Everything is going to be all right
, I echoed silently, willing myself to have faith in words that sounded so easy, so trite.

There was no car at the gravel pit. In some preoccupied daydream I had imagined that we would drive up to the little lake and they would be there, needy and vulnerable, simply waiting for us. Like something out of a movie, we would glide onto the snow-packed lane and pull up behind them, reluctant heroes but heroes all the same. Janice would be penitent and tearful and, of course, forever indebted—as if she wasn't already. But Grandma and I drove around the empty lot a few times and eventually had to admit that our rescue was poorly planned at best and completely unnecessary at worst. Besides the crisscrossing tread marks of a few different vehicles in the snow, there was no sign of life whatsoever in the deserted, modest park. For a moment I imagined that they were already gone, that they had moved on and we had missed our chance.
I
had missed my chance.

“Five fifteen,” Grandma observed, glancing at the clock on the dashboard.

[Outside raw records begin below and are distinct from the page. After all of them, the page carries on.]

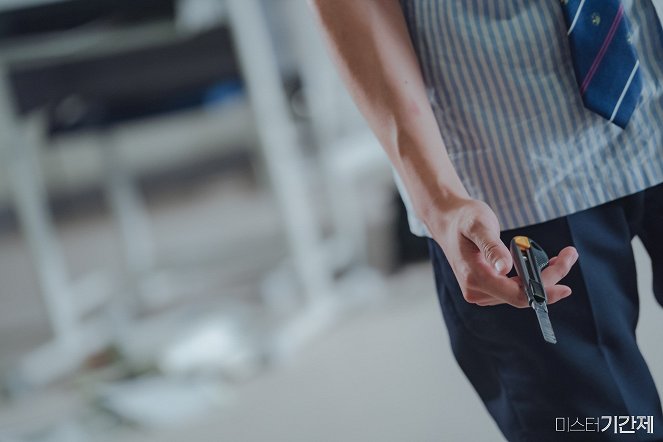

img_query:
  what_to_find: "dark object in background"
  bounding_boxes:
[394,192,428,267]
[0,0,175,41]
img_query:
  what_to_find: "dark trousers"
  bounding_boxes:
[429,181,663,442]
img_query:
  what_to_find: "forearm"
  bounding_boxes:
[310,0,468,228]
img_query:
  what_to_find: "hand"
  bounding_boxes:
[434,199,578,308]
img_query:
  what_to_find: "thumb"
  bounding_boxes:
[468,223,513,275]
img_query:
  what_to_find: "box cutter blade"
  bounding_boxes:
[510,236,557,344]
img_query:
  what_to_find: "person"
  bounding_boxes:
[309,0,663,442]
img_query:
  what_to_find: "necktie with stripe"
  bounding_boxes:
[561,0,642,128]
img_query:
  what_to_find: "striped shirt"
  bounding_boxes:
[395,0,663,236]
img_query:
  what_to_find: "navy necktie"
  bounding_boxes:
[561,0,642,128]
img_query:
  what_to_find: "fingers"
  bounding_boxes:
[457,261,527,308]
[465,212,513,275]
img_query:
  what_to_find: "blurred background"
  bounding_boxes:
[0,0,663,442]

“Maybe they've left.” I tried to say it indifferently, but my words came out barely above a whisper.

“They haven't left,” Grandma was quick to reassure. “Where would they go?”

The guilt I felt was immediate and churning. Where
could
they go? Though we could hardly consider ourselves acquaintances, much less family, Grandma and I were all Janice and Simon had in Mason, maybe in the world.

Janice's family—Eli and Margaret Wentwood and their only, very spoiled, daughter—had moved to Mason when Janice was in high school. Eli was the newly acquired philosophy professor at Glendale Hill University, a small liberal arts college a twenty-minute drive from Mason. The formidable Dr. Wentwood had his doctorate from Cambridge, and Glendale hadn't seen someone with credentials like that in all their fleeting sixty-some years of existence. The Went-woods were practically celebrities in Glendale, though they had moved to Mason instead of settling in the quaint college town.